TORONTO — Ontario’s budget is set to be tabled Thursday amid both surging revenues and a potential economic slowdown, and while the finance minister has been signalling “restraint,” he says that doesn’t mean program cuts.
Finance Minister Peter Bethlenfalvy says the vision he will set out Thursday afternoon will be a plan to attract jobs and build — keeping on a favourite theme of Premier Doug Ford’s infrastructure-focused government.
“I don’t think you can cut your way to prosperity,” he said Tuesday.
“Things are changing out there. These are uncertain times and so what’s so important in uncertain times, and very serious times, is to have a plan.”
Ontario’s fall economic update forecast a deficit of $8.1 billion for the upcoming fiscal year and a relatively small deficit of $700 million in 2024-25, though those figures are likely to change.
In the third-quarter finances released last month, the province cut its deficit projection for this year in half from that fall update — down to $6.5 billion. It also revised its revenue projections for the year by nearly $10 billion, just in the span of a few months since the fall update.
Those booming revenues — due to higher-than-expected inflation and nominal GDP growth — were also responsible for Ontario ending 2021-22 with a surprise $2.1-billion surplus, which was a far cry from the $33 billion projected in the 2021 budget.
Bethlenfalvy has previously said that after unprecedented spending to respond to the COVID-19 pandemic, now is the time for governments to show “restraint.”
“Irresponsible spending today will only make inflation more painful and drag out an economic downturn,” he said late last year.
Marc Desormeaux, principal economist of Canadian economics at Desjardins, said there is both good news in the revenues and bad news in economic uncertainty in Ontario.
“Normally, when we see revenue windfalls of that magnitude, there tends to be a carry-forward effect that improves the budget balances in the next year,” he said.
“We seem to also be seeing signs of weakness in the Ontario economy. The housing market, of course, has weakened more significantly than most of the rest of the country and in fact, if you look at household consumption in Ontario, it fell by almost four per cent in the third quarter of last year, which was — excluding the pandemic — the worst quarterly decline since the early 1990s.”
Karl Baldauf, a vice-president at public affairs firm McMillan Vantage and a former chief of staff to Bethlenfalvy, said the minister has shown a pragmatic and not ideological approach to the provincial balance sheet.
“The interest on deficit budgets needs to be, of course, kept under control, but if the stimulative impact of that investment is greater than the cost of the interest, then I think this government would see it as an important investment,” he said.
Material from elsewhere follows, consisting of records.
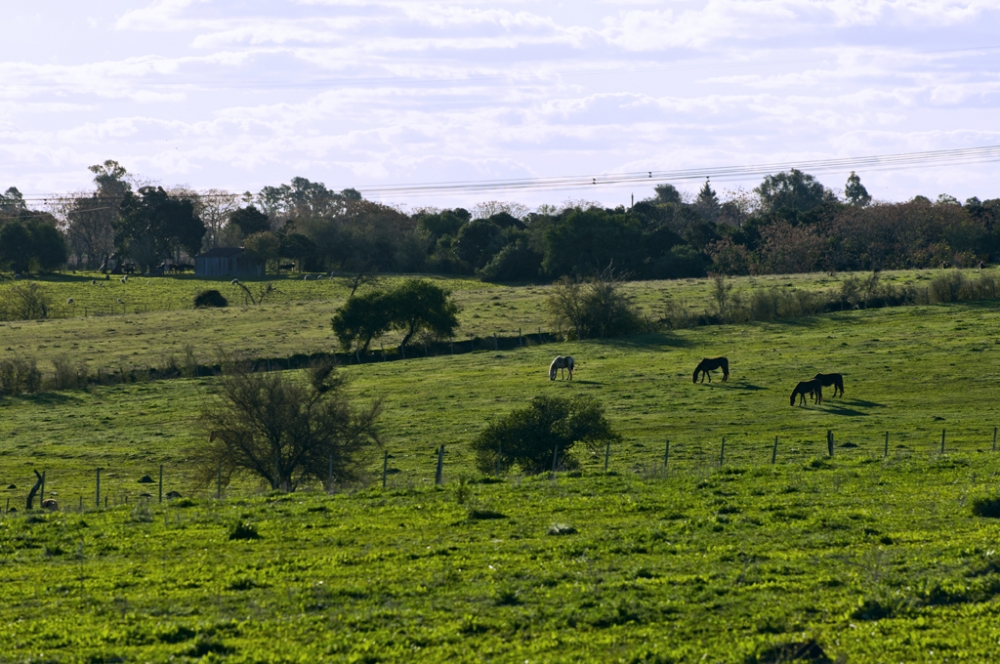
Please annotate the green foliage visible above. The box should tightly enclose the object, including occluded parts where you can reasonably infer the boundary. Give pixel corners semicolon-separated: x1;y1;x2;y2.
545;271;642;339
229;519;260;540
754;168;836;212
330;290;392;353
331;279;458;352
113;187;205;271
0;358;42;396
0;211;66;272
971;496;1000;519
197;358;382;492
243;231;281;262
194;289;229;309
0;282;52;321
472;396;618;474
229;205;271;238
844;171;872;207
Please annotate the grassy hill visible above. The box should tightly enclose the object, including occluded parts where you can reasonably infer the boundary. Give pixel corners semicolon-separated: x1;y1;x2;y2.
0;274;1000;662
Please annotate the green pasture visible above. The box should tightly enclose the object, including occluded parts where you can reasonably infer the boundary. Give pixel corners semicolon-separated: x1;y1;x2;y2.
0;273;1000;662
0;270;978;373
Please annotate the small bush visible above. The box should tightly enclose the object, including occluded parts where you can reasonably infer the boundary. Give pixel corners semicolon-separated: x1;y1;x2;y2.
548;523;576;536
194;290;229;309
972;496;1000;519
48;355;88;390
0;358;42;396
229;520;260;540
472;396;618;474
469;508;507;521
0;282;52;320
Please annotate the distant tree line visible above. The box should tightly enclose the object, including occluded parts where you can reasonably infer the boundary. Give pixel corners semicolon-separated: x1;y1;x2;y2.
0;160;1000;281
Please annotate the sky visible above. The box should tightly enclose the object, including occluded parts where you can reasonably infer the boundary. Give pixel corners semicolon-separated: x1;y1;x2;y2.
0;0;1000;209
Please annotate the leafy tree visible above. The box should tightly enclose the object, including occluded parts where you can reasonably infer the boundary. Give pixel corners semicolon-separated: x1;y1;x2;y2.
331;290;392;353
243;231;281;263
754;168;835;212
653;183;681;205
386;279;458;352
0;187;28;213
479;237;542;282
844;171;872;207
455;219;503;270
113;187;205;271
229;205;271;238
63;159;132;267
694;178;719;221
472;396;619;474
279;233;316;269
545;268;642;339
196;364;382;492
417;208;472;244
331;279;458;352
542;208;645;277
0;217;67;272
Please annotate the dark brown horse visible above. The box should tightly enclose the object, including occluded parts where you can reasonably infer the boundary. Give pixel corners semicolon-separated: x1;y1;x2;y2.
691;357;729;383
788;378;823;406
813;374;844;396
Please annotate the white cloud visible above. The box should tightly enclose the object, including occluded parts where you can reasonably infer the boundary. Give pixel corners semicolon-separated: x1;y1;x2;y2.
0;0;1000;204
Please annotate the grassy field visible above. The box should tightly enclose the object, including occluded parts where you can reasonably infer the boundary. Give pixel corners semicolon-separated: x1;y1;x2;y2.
0;274;1000;662
0;270;993;372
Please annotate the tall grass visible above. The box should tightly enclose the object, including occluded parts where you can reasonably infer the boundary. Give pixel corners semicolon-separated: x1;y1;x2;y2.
660;270;1000;329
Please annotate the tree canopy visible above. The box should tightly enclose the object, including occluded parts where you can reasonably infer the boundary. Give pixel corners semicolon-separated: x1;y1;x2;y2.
113;187;205;271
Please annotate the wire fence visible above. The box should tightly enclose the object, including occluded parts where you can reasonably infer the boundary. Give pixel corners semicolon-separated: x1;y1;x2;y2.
0;426;998;515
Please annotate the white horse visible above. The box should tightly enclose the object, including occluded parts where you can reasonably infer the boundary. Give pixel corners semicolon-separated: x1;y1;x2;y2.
549;355;573;380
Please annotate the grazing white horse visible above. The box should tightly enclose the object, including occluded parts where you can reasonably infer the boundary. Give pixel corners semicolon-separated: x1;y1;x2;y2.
549;355;573;380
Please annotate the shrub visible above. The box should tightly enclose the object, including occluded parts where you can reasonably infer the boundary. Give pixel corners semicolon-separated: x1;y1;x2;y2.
972;496;1000;519
48;355;88;390
472;396;618;474
0;359;42;396
545;272;642;339
194;290;229;309
229;519;260;540
0;282;52;320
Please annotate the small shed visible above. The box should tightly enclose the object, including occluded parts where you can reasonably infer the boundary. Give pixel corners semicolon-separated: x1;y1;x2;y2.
194;247;264;277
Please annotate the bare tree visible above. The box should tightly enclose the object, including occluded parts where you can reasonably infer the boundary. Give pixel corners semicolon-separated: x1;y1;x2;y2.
197;363;382;492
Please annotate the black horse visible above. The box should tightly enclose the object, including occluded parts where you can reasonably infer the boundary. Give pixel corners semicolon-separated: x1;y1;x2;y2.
691;357;729;383
788;378;823;406
813;374;844;396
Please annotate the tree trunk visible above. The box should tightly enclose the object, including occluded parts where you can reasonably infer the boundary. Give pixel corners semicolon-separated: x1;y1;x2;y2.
27;470;45;510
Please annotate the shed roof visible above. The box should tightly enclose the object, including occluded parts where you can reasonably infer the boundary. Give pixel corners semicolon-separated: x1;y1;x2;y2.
195;247;244;258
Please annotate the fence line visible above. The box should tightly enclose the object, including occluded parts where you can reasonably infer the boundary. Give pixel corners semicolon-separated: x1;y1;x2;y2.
2;427;998;514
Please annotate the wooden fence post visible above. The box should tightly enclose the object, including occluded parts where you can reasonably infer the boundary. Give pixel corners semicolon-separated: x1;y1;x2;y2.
382;451;389;491
434;445;444;484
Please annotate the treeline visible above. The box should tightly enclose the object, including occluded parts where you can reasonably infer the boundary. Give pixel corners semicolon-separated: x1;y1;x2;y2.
0;161;1000;281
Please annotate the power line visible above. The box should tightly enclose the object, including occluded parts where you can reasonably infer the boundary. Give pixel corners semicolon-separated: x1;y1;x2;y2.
15;145;1000;205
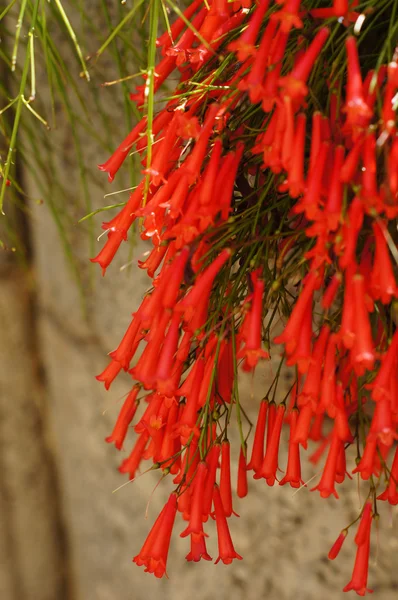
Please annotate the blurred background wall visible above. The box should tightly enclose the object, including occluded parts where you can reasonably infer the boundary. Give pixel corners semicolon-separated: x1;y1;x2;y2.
0;2;398;600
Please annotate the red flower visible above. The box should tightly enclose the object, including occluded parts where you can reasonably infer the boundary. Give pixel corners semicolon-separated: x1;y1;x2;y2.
105;385;140;450
247;399;268;473
343;502;373;596
279;409;304;488
180;462;207;539
377;446;398;506
344;36;372;128
258;404;286;485
228;0;270;61
311;432;342;498
237;271;269;371
220;440;233;517
236;444;248;498
328;529;348;560
279;27;330;103
351;275;375;369
133;493;177;577
202;444;221;521
213;485;242;565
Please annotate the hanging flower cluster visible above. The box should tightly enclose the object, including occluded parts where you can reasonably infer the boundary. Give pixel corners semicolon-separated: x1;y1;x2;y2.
92;0;398;595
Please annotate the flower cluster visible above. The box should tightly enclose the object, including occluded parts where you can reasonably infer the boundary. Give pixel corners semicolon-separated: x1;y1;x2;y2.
92;0;398;595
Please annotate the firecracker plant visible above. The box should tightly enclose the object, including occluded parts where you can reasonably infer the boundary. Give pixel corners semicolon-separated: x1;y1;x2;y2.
92;0;398;596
The Ontario Chamber of Commerce, in its pre-budget submission, urged the government to not put too much focus on quickly balancing the budget.
“As interest rates rise this year, governments must maintain fiscal prudence,” president and CEO Rocco Rossi wrote.
“However, as the province has locked in low long-term rates, the cost of servicing the province’s public debt should not grow significantly as a portion of the budget. Eliminating the debt need not take priority over growth-enabling investments.”
Baldauf said he will be watching for what strategic investments the government plans in order to stimulate economic development in the face of the risk of a recession, including in the critical minerals sector and building a long-promised road to the Ring of Fire.
“Is this government going to finally get serious about that? Is that vital to the vision that they will bring in terms of in terms of a critical mineral strategy?” he said.
“This is a government that expanded their voter coalition into northern Ontario in new and important ways. You’ve got to think that the premier wants to demonstrate to the north that that was a good decision, so that by the time the next election comes around, there’s some real benefits that the north can see tangibly.”
Ford announced Wednesday that a new manufacturing tax credit in the budget would give Ontario manufacturers up to $2 million a year.
The 10 per cent refundable corporate income tax credit could be used by Canadian-controlled private corporations with a permanent location in Ontario on qualifying investments in buildings, machinery and equipment for use in manufacturing or processing.
That announcement follows news on Tuesday that the budget will include $224 million more to build and upgrade training centres, part of a push to boost the skilled trades as the government plans major hospital, highway and home building over the next decade.
But the premier has already nixed at least one budget request. The chamber of commerce also urged the government to help the cannabis sector by allowing consumption lounges.
Not happening, Ford said Tuesday.
“I don’t like the idea of having a lounge outside and they’re smoking their doobies, or weed or whatever the hell they call it — sorry — whatever the heck they call it nowadays, and some kids walk by and there’s all this smell? I don’t know, I don’t like that personally.”